One alternative is to produce cheap cars well within the pockets of the mainstream buyer.
Tata Motors, an Indian car manufacturer, unwrapped its much-anticipated $2,500 “people’s car” on Thursday– a four-wheel passenger vehicle which it hopes will provide a much-needed transportation option for the poor. Tata appropriately named the car Nano which means small. The Nano, considered the world’s least expensive four-wheel vehicle, is anticipated to hit the Indian market during the second half of this year.
Many are worried that the proliferation of cars in India could increase dramatically the emission of carbon dioxide, the leading culprit of global warming and climate change. Chief U.N. climate scientist Rajendra Pachauri, who shared last year’s Nobel Peace Prize with former U.S. Vice President Al Gore, said last month that he was “having nightmares” about the prospect of the low-cost car.

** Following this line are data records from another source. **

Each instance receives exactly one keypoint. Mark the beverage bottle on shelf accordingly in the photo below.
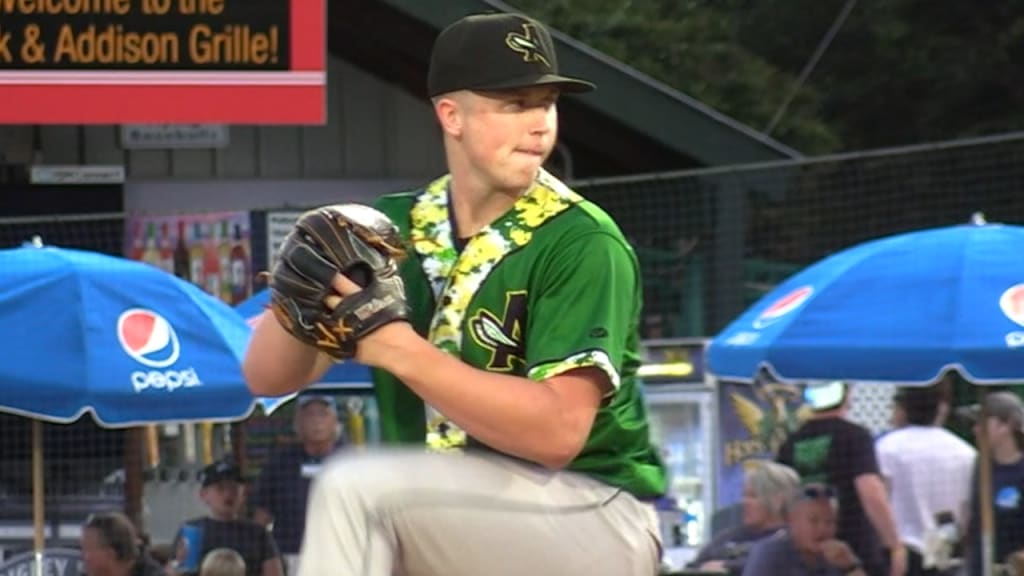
(181, 268)
(241, 283)
(166, 251)
(211, 262)
(224, 255)
(196, 256)
(151, 254)
(135, 251)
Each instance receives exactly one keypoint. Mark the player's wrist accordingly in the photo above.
(392, 347)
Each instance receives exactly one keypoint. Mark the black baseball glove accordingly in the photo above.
(356, 241)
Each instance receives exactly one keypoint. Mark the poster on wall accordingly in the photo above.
(279, 224)
(213, 250)
(148, 62)
(754, 421)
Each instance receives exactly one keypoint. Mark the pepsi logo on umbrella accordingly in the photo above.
(148, 338)
(1012, 303)
(782, 306)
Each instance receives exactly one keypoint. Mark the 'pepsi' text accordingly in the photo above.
(168, 380)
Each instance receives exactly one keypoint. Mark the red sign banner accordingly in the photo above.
(169, 62)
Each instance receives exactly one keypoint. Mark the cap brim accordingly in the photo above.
(563, 83)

Associated Press reported that in 2005, Indian vehicles released 219 million tons of carbon dioxide. By 2035, that number is projected to increase to 1,467 million tons, due largely to the expanding middle-class and the expected rise of low-cost cars, according to the Asian Development Bank. This explains the U.N. scientist’s “nightmares”. “The cheaper and cheaper vehicles become, the quicker those pollution levels will increase,” commented Jamie Leather, a transport specialist with the Asian Development Bank. “It’s a major concern.”
Instead of manufacturing carbon dioxide emitting vehicles, couldn’t they design cheap electric cars within the pockets of the poor people? If that is not feasible at this moment, how about designing special lanes for bicycles similar to those used in Amsterdam? Let’s think about it. We have to stop the excessive emission of greenhouse gases.